Robust Calibration of Large Vision-Language Adapters¶
Conference: ECCV 2024
arXiv: 2407.13588
Code: https://github.com/Bala93/CLIPCalib
Area: Multimodal VLM
Keywords: CLIP adaptation, model calibration, out-of-distribution generalization, logit range constraint, uncertainty estimation
TL;DR¶
This paper discovers that CLIP adaptation methods (Adapter/Prompt Learning/TTA) severely impair the calibration capability of the zero-shot baseline in OOD scenarios, reveals that increased logit range (rather than increased logit norm) is the root cause of miscalibration, and proposes three simple and model-agnostic logit range constraint schemes (ZS-Norm, Penalty, and SaLS) that effectively mitigate miscalibration while maintaining discriminative performance.
Background & Motivation¶
- Background: Large-scale VLMs such as CLIP demonstrate strong zero-shot generalization capabilities through pre-training. To adapt to downstream tasks, the community has developed three major types of methods: Prompt Learning (CoOp, CoCoOp, etc.), black-box Adapters (CLIP-Adapter, TIP-Adapter, etc.), and test-time adaptation (TPT)

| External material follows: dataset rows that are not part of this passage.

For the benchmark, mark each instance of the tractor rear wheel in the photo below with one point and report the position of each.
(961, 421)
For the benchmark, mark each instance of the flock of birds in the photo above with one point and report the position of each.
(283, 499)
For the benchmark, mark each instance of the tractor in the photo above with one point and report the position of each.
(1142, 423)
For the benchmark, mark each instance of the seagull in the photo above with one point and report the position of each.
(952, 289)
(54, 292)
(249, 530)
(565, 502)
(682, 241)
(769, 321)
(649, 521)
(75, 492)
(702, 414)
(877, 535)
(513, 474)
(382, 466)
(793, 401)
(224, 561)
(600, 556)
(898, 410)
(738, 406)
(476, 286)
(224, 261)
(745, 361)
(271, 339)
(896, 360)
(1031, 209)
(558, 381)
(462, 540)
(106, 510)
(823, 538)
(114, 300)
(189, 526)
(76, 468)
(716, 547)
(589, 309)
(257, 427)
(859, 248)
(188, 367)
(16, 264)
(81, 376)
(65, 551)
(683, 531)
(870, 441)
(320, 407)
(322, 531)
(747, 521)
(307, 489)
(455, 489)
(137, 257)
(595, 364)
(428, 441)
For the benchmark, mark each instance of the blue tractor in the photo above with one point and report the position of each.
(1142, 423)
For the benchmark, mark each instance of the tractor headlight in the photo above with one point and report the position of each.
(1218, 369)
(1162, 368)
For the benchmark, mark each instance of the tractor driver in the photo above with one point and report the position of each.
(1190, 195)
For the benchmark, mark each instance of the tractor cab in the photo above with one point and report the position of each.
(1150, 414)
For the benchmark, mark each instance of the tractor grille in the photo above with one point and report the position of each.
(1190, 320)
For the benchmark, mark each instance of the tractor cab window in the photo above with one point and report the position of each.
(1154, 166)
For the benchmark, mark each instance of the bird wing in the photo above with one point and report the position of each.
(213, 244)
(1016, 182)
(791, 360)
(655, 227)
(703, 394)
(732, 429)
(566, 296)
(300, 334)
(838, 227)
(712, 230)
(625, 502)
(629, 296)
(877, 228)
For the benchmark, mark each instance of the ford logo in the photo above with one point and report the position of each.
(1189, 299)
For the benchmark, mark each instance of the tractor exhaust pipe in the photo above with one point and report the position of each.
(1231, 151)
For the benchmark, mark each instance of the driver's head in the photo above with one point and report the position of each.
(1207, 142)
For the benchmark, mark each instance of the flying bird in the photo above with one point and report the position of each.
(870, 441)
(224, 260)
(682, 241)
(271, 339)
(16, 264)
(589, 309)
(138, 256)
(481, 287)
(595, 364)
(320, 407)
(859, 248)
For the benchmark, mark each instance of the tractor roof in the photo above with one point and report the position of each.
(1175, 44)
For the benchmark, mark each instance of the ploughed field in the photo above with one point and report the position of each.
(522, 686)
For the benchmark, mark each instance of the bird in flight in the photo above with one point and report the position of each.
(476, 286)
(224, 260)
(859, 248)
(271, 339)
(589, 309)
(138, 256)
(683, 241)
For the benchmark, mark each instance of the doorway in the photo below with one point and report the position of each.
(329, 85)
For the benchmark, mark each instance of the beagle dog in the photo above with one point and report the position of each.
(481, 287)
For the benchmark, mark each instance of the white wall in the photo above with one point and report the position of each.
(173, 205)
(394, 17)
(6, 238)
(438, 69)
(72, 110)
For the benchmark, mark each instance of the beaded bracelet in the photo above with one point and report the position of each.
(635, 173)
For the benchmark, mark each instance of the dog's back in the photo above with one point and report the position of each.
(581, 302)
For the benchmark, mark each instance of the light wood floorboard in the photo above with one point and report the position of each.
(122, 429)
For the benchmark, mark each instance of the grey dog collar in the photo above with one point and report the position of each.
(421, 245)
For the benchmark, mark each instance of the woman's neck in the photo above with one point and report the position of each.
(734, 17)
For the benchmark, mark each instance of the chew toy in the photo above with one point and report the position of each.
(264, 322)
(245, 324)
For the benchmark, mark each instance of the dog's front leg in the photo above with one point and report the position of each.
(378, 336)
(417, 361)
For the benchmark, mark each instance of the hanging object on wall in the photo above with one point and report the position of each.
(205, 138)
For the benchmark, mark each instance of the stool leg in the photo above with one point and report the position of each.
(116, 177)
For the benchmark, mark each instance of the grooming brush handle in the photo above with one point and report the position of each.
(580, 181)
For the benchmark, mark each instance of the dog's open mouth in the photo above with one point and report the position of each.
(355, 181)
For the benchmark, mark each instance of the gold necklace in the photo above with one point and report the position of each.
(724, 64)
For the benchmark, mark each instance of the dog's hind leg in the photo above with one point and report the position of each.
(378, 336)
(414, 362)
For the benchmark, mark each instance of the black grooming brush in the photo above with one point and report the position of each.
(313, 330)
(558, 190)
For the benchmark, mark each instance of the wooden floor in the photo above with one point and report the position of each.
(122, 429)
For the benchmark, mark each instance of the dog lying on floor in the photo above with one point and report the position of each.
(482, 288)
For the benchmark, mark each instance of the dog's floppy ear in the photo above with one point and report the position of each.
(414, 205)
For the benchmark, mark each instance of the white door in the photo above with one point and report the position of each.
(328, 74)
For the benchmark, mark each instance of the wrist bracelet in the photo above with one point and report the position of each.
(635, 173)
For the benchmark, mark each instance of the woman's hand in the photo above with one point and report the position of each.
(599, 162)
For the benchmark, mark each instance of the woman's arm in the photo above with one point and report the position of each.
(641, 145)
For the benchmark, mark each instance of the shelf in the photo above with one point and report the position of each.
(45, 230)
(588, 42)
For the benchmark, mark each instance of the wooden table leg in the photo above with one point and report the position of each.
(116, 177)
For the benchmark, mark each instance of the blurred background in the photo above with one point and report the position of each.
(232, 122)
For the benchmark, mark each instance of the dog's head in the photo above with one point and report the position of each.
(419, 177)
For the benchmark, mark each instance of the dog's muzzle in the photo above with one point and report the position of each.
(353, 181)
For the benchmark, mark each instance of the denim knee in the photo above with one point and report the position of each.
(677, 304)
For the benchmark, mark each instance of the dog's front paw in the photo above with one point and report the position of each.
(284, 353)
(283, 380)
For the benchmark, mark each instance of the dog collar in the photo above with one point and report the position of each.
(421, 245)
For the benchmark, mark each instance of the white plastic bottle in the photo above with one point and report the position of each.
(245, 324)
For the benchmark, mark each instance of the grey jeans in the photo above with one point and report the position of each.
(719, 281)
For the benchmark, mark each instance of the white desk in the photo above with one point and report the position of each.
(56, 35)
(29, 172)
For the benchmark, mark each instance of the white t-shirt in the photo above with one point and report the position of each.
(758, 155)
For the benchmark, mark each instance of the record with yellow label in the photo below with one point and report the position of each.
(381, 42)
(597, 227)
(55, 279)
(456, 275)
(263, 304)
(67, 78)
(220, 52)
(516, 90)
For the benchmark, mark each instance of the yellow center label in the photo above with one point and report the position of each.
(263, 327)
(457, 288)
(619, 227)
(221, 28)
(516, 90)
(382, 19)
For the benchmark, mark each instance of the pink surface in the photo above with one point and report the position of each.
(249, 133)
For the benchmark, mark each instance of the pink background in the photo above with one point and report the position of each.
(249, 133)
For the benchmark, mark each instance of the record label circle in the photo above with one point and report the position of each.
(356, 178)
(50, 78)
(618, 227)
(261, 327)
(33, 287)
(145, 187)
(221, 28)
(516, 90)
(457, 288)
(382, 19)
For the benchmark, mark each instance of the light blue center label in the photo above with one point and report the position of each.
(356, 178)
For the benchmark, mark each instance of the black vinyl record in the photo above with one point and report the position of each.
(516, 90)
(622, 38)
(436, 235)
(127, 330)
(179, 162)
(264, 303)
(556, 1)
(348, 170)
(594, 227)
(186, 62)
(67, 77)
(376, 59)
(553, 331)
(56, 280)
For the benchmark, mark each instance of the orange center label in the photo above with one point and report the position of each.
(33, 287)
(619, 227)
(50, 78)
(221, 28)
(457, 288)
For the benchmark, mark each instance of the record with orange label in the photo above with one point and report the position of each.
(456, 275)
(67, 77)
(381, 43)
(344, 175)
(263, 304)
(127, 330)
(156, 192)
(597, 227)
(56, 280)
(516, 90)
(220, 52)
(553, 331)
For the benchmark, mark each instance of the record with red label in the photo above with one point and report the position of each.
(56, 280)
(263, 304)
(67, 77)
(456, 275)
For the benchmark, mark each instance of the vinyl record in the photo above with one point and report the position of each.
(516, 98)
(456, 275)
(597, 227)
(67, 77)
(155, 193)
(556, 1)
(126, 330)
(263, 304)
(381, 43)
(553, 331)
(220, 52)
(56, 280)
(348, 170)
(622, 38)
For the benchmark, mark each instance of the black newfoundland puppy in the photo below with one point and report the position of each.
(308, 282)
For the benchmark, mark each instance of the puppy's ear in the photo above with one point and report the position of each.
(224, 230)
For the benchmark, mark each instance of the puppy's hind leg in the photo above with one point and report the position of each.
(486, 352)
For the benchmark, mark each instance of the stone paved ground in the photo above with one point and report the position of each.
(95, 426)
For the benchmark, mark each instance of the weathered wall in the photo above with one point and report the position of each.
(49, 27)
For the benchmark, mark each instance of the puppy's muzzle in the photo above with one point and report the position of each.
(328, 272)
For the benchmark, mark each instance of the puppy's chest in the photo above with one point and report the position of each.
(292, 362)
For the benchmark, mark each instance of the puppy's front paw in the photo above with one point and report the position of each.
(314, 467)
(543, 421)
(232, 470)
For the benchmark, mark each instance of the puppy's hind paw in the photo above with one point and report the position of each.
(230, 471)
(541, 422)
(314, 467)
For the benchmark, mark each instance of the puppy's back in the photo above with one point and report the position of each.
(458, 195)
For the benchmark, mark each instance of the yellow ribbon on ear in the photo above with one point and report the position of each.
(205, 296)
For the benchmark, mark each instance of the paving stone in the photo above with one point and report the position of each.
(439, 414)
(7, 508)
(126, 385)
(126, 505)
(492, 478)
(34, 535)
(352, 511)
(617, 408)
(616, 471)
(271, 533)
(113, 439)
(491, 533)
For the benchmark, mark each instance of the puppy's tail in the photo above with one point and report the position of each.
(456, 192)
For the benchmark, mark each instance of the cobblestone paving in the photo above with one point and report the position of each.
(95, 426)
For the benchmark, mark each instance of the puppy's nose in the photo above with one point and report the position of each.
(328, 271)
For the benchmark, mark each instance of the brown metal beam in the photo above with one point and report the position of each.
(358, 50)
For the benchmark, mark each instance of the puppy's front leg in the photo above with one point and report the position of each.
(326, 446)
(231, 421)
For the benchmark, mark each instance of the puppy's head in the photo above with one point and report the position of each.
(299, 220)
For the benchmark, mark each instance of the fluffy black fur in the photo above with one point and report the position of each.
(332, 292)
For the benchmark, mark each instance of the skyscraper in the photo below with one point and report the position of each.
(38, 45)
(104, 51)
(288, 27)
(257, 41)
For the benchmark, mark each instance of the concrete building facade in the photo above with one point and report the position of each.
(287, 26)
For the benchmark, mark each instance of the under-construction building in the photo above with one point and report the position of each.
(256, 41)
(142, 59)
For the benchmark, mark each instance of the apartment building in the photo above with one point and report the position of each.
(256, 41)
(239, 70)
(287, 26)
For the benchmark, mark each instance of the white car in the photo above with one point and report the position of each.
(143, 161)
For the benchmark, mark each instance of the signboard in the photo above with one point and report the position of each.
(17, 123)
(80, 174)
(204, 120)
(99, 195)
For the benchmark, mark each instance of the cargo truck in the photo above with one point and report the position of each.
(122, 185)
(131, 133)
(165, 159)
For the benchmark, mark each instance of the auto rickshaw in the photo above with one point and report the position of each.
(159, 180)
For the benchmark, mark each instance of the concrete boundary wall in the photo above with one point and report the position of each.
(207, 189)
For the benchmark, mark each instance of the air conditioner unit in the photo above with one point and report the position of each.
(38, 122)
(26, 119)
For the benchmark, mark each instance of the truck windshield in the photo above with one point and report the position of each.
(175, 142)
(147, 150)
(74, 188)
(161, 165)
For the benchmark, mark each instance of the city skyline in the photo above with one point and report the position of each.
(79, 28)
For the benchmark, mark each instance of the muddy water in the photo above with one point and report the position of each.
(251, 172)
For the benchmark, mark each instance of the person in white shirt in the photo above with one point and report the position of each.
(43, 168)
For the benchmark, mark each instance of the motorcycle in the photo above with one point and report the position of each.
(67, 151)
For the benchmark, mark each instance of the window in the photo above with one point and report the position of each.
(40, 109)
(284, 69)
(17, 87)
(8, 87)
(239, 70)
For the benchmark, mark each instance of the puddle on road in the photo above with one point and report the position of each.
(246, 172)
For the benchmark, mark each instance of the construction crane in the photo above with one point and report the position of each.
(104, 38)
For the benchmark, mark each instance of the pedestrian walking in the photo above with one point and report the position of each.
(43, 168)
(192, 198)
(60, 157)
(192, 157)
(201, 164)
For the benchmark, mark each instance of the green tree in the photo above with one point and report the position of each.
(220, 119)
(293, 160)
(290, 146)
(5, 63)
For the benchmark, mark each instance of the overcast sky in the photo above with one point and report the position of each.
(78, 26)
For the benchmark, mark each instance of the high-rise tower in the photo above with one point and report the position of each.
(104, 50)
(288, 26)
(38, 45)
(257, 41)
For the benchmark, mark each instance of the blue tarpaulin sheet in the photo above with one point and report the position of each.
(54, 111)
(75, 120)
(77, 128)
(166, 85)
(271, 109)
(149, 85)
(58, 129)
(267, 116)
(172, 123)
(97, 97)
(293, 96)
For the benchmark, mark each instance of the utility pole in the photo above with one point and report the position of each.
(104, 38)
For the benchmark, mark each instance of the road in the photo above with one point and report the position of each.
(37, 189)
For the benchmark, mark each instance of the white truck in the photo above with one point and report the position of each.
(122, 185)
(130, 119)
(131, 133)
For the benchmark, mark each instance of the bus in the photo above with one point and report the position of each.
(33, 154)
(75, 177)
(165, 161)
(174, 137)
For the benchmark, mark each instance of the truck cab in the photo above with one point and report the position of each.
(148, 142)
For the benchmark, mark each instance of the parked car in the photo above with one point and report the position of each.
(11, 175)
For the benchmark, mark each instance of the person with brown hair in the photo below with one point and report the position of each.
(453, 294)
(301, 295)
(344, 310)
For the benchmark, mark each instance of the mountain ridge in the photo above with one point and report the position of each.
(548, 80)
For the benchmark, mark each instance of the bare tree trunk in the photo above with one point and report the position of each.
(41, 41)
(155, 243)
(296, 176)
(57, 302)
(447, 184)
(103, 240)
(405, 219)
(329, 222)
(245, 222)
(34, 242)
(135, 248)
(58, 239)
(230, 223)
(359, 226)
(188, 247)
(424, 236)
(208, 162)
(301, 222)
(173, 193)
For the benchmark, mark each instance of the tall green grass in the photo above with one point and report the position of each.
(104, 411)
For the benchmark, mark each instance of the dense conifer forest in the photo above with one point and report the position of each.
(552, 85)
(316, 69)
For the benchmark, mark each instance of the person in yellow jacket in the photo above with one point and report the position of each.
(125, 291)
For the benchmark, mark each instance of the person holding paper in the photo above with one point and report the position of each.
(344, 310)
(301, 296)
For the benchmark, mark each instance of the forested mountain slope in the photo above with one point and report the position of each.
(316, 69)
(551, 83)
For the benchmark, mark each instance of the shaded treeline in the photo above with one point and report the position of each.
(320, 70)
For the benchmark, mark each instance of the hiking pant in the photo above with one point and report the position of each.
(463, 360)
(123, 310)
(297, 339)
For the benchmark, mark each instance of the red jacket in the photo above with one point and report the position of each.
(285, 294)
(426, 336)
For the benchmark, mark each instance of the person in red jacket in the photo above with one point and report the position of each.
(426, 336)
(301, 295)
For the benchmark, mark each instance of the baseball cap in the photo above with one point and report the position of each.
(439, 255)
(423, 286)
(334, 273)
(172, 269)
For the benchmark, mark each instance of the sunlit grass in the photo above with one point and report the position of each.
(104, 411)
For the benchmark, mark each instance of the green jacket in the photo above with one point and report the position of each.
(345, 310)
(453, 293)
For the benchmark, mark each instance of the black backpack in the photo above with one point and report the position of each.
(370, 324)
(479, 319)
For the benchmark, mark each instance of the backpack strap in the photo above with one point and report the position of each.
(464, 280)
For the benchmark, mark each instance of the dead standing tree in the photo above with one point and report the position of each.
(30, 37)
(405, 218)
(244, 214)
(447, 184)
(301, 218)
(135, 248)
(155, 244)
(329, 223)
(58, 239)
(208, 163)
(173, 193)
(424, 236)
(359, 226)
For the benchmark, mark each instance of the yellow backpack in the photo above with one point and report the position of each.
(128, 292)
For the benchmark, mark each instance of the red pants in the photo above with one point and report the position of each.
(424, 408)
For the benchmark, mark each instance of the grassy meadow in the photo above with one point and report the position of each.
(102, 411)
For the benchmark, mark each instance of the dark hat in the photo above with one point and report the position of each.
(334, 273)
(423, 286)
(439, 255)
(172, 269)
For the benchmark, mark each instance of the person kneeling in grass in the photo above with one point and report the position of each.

- Limitations of Prior Work: Although these adaptation methods improve discriminative accuracy, the authors found that they severely degrade the calibration capability of the models—adapted models tend to be overconfident, providing high confidence even when making incorrect predictions. This is particularly dangerous in safety-sensitive domains such as healthcare
- Key Challenge: Existing literature on CLIP adaptation focuses almost entirely on improving discriminative performance, neglecting model calibration (the accuracy of uncertainty estimation), which is a key metric for reliable deployment
- Key Insight: Prior work (such as LogitNorm) suggested that miscalibration in fully supervised models stems from the growth of the logit norm. However, this paper theoretically and experimentally demonstrates that in the context of CLIP adaptation, the increase in logit range (max - min) is the true cause of miscalibration. Adding a constant offset can increase the norm without changing softmax probabilities, whereas scaling the logit vector simultaneously increases both the range and the softmax probabilities
Method¶
Overall Architecture¶
The authors propose a general constrained optimization framework: while minimizing the adaptation objective function \(\mathcal{H}\), the logits of each sample are constrained to stay within the logit range of its zero-shot prediction. Specifically, three implementation schemes are proposed, which can be flexibly applied during either the training or the inference stage.
Key Designs¶
-
ZS-Norm (Zero-Shot Logit Normalization): During training, the logits output by the adapted model are re-normalized to scale their range to match that of the corresponding zero-shot predictions. Core formula: \(\mathbf{l}_i' = \frac{l_i^{\text{ZS-max}} - l_i^{\text{ZS-min}}}{l_i^{\text{max}} - l_i^{\text{min}}}(\mathbf{l}_i - l_i^{\text{min}}\mathbf{1}) + l_i^{\text{ZS-min}}\mathbf{1}\). The motivation is to directly enforce that the logit range does not exceed the zero-shot baseline during forward propagation, thereby preserving calibration characteristics.
-
Penalty (Explicit Penalty Term): The constraint is converted into a ReLU penalty term added to the primary loss: \(\lambda\sum_{i}\sum_{k}(\text{ReLU}(l_{ik} - l_i^{\text{ZS-max}}) + \text{ReLU}(l_i^{\text{ZS-min}} - l_{ik}))\). Gradient signals are generated to correct the logits when they exceed the zero-shot range. \(\lambda\) is fixed to 10.
-
SaLS (Sample-adaptive Logit Scaling): During inference, the ZS-Norm formula is used to scale the logits of each test sample. This is equivalent to an unsupervised, sample-wise temperature scaling that requires no validation set and naturally adapts to distribution shifts. This is the simplest and most effective scheme.
Theoretical Support¶
- Proposition 1: Adding a positive constant \(a\) to the logit vector increases the norm but leaves the softmax probability unchanged \(\to\) increased norm \(\neq\) degraded calibration
- Proposition 2: Multiplying the logit vector by \(a>1\) increases the range and increases the maximum class softmax probability \(\to\) wider range \(\to\) overconfidence \(\to\) miscalibration
Loss & Training¶
- ZS-Norm and Penalty are integrated during training, modifying the learning objectives of the adaptation process.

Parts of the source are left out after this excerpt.